Learning Neural Word Salience Scores
This addresses the need for efficient and accurate word salience estimation in NLP tasks, offering an incremental improvement over heuristic approaches like tfidf.
The paper tackles the problem of measuring word salience in NLP by proposing Neural Word Salience (NWS) scores, which are learned from a corpus using pre-trained word embeddings to predict words in sentences based on context, resulting in performance comparable or better than state-of-the-art methods on sentence similarity benchmarks with significantly reduced training and prediction times.

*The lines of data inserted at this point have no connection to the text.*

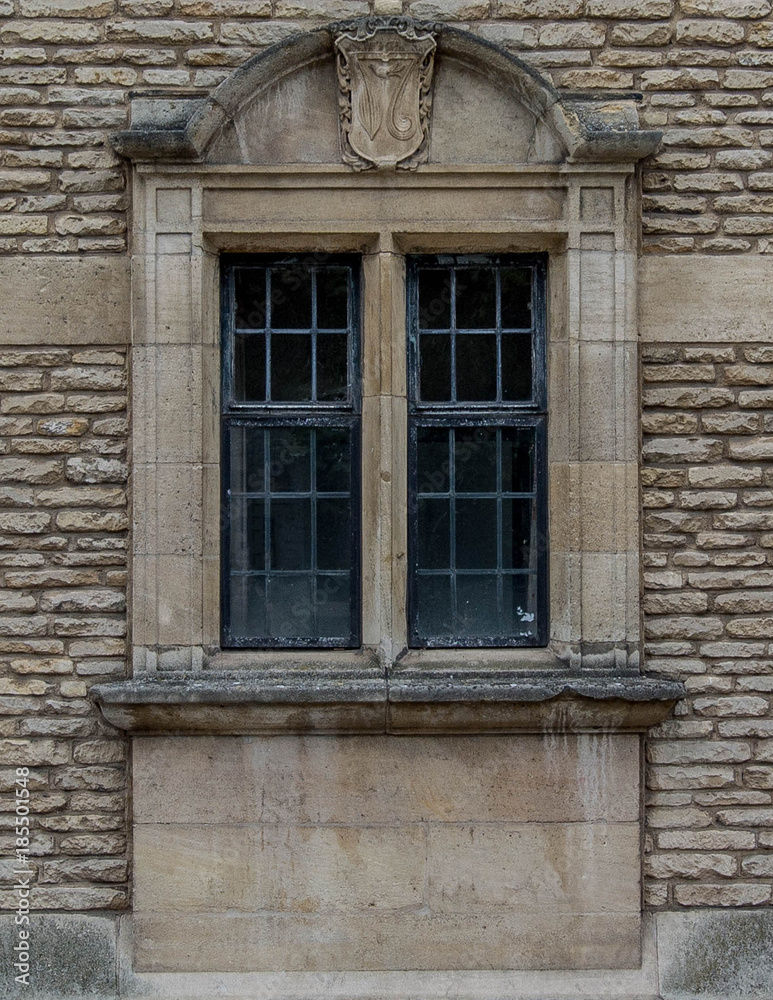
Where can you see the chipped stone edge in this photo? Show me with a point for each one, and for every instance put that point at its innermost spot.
(408, 701)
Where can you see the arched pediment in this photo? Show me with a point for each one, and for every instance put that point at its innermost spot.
(480, 104)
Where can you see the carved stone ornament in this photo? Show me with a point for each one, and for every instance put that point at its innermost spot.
(385, 76)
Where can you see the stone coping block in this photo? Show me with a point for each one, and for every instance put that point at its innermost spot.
(366, 700)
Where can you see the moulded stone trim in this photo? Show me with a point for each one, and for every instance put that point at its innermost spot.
(589, 129)
(364, 700)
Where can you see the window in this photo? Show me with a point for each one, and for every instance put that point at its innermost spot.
(291, 412)
(478, 515)
(476, 451)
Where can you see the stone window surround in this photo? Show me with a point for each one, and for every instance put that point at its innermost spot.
(584, 216)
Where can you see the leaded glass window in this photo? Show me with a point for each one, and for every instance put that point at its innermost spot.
(291, 412)
(477, 438)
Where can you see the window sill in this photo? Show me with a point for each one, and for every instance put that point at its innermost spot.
(425, 696)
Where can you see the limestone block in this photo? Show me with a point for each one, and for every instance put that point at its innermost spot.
(394, 780)
(534, 867)
(278, 868)
(380, 941)
(43, 302)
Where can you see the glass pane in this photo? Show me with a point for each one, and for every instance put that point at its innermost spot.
(290, 607)
(247, 459)
(333, 459)
(516, 298)
(476, 299)
(518, 445)
(519, 529)
(250, 295)
(290, 367)
(332, 367)
(332, 298)
(476, 459)
(249, 367)
(290, 526)
(435, 367)
(476, 534)
(334, 612)
(291, 298)
(476, 366)
(519, 604)
(334, 539)
(434, 299)
(432, 461)
(476, 605)
(290, 467)
(434, 534)
(516, 366)
(248, 606)
(434, 607)
(248, 539)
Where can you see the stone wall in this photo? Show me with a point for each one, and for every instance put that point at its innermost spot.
(708, 577)
(63, 539)
(705, 68)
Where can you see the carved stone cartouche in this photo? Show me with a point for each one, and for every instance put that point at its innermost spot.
(385, 76)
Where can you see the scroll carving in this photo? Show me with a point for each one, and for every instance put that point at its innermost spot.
(385, 91)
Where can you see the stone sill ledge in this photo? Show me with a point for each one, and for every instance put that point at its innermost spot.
(402, 702)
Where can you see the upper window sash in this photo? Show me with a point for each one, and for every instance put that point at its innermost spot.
(291, 329)
(473, 321)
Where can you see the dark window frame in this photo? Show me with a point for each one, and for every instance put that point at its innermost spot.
(273, 414)
(530, 413)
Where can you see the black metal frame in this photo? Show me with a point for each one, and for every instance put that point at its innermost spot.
(311, 415)
(529, 413)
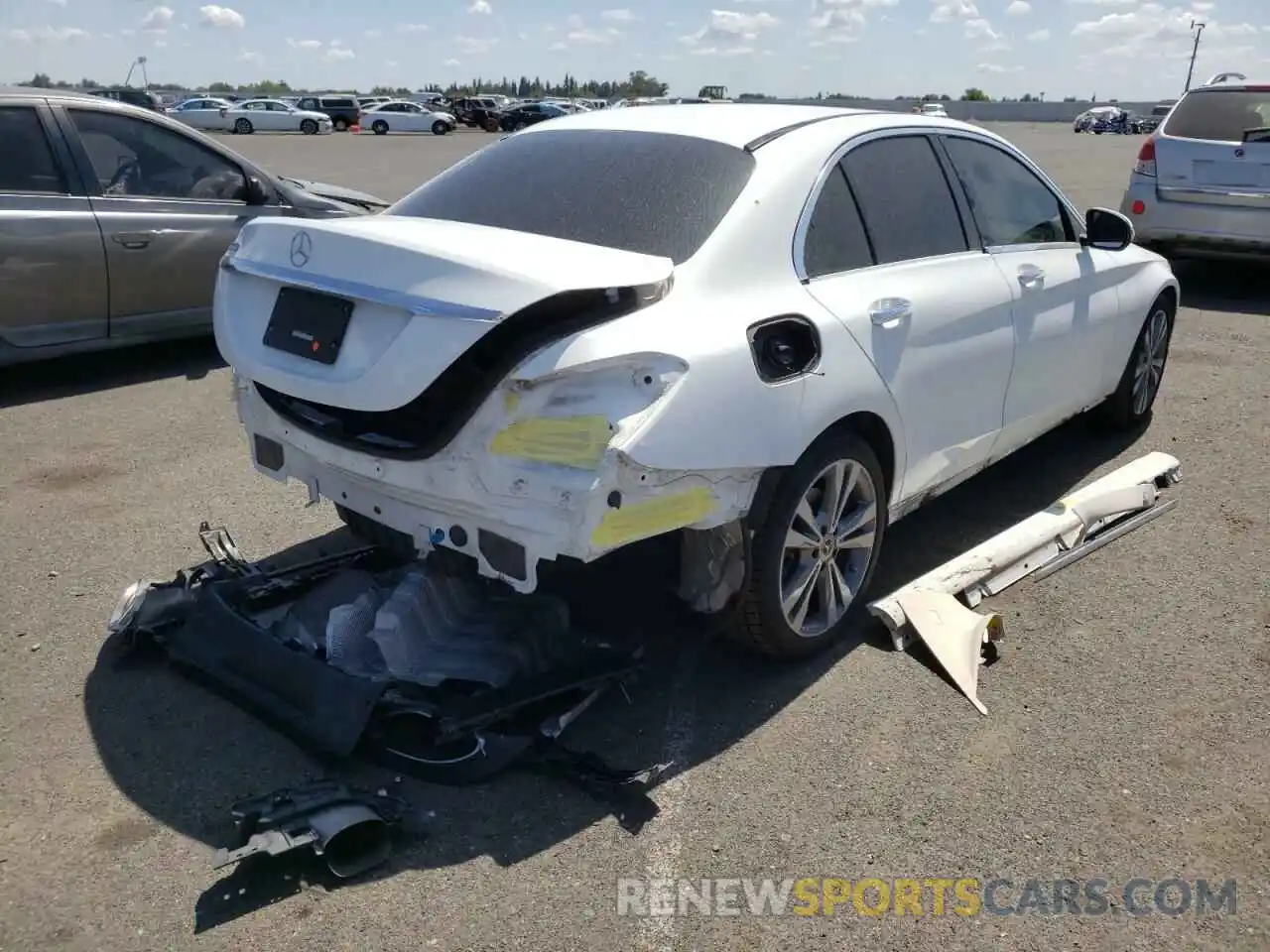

Measuring the salience of a word is an essential step in numerous NLP tasks. Heuristic approaches such as tfidf have been used so far to estimate the salience of words. We propose \emph{Neural Word Salience} (NWS) scores, unlike heuristics, are learnt from a corpus. Specifically, we learn word salience scores such that, using pre-trained word embeddings as the input, can accurately predict the words that appear in a sentence, given the words that appear in the sentences preceding or succeeding that sentence. Experimental results on sentence similarity prediction show that the learnt word salience scores perform comparably or better than some of the state-of-the-art approaches for representing sentences on benchmark datasets for sentence similarity, while using only a fraction of the training and prediction times required by prior methods. Moreover, our NWS scores positively correlate with psycholinguistic measures such as concreteness, and imageability implying a close connection to the salience as perceived by humans.